Empiric antimicrobial therapy for children with acute mastoiditis without a history of recurrent acute otitis media (AOM) or recent antibiotic administration should provide coverage for the most frequent bacterial pathogens: S. pneumoniae (including multiply resistant S. pneumoniae), S. pyogenes, and S. aureus (including methicillin-resistant S. aureus). Antibiotics active against P. aeruginosa should be included in the empiric regimen if the child has a history of recurrent AOM or has received antibiotics recently.

In a child with either no previous history of AOM or a history of a remote episode (ie, >6 months before), empiric antimicrobial therapy with vancomycin alone (60 mg/kg per day divided every 6 hours with a maximum dose of 4 gm/day) will suffice as empiric treatment until microbiologic results are available (table 1).

For children with a history of recurrent acute otitis media (most recent episode within six months) or recent antibiotic use, adequate coverage for gram-positive and gram-negative pathogens usually entails combination therapy (table 1). Additional antimicrobial agents may be warranted in patients with specific complications (eg, brain abscess) or if Gram stain of aspirated material demonstrates an unexpected finding.
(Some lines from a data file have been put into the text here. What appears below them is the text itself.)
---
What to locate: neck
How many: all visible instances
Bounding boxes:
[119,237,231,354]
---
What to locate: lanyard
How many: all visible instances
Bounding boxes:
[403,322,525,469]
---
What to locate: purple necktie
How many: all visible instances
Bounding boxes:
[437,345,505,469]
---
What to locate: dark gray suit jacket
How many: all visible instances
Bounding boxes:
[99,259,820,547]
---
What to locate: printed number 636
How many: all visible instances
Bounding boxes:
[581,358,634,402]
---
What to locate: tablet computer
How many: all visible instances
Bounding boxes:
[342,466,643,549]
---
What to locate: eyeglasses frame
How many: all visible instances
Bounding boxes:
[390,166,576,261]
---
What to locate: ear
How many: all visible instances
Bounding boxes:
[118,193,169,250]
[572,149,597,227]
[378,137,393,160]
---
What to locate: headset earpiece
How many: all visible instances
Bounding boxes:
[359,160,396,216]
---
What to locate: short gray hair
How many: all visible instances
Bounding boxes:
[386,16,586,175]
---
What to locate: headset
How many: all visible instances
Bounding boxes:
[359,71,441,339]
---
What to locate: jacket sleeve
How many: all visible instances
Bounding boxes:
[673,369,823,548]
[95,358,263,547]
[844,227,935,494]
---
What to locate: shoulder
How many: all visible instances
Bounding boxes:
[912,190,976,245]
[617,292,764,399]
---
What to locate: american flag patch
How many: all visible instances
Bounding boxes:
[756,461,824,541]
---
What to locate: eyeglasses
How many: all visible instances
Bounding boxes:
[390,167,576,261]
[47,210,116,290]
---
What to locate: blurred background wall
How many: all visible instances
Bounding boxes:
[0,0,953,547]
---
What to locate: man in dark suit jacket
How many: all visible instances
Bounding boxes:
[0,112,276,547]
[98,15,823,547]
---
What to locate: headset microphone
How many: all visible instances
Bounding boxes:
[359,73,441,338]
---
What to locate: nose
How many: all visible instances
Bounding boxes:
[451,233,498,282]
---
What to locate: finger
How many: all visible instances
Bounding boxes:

Antimicrobial therapy is adjusted as necessary when results of culture and susceptibility tests are available.

Upon diagnosis of the acute mastoiditis, initial antimicrobial typically is given intravenously. The patient can be switched to oral antibiotics when he or she has improved clinically and culture and susceptibility results are available [23-25]. In observational studies, the duration of treatment varies depending on the severity of the infection, with extended courses for children with intracranial complications [17,26]. We generally treat with intravenous antibiotics for 7 to 10 days and oral antibiotics to complete a four week course (the usual duration of infection for bone infection). (See "Hematogenous osteomyelitis in children: Management", section on 'Total duration'.)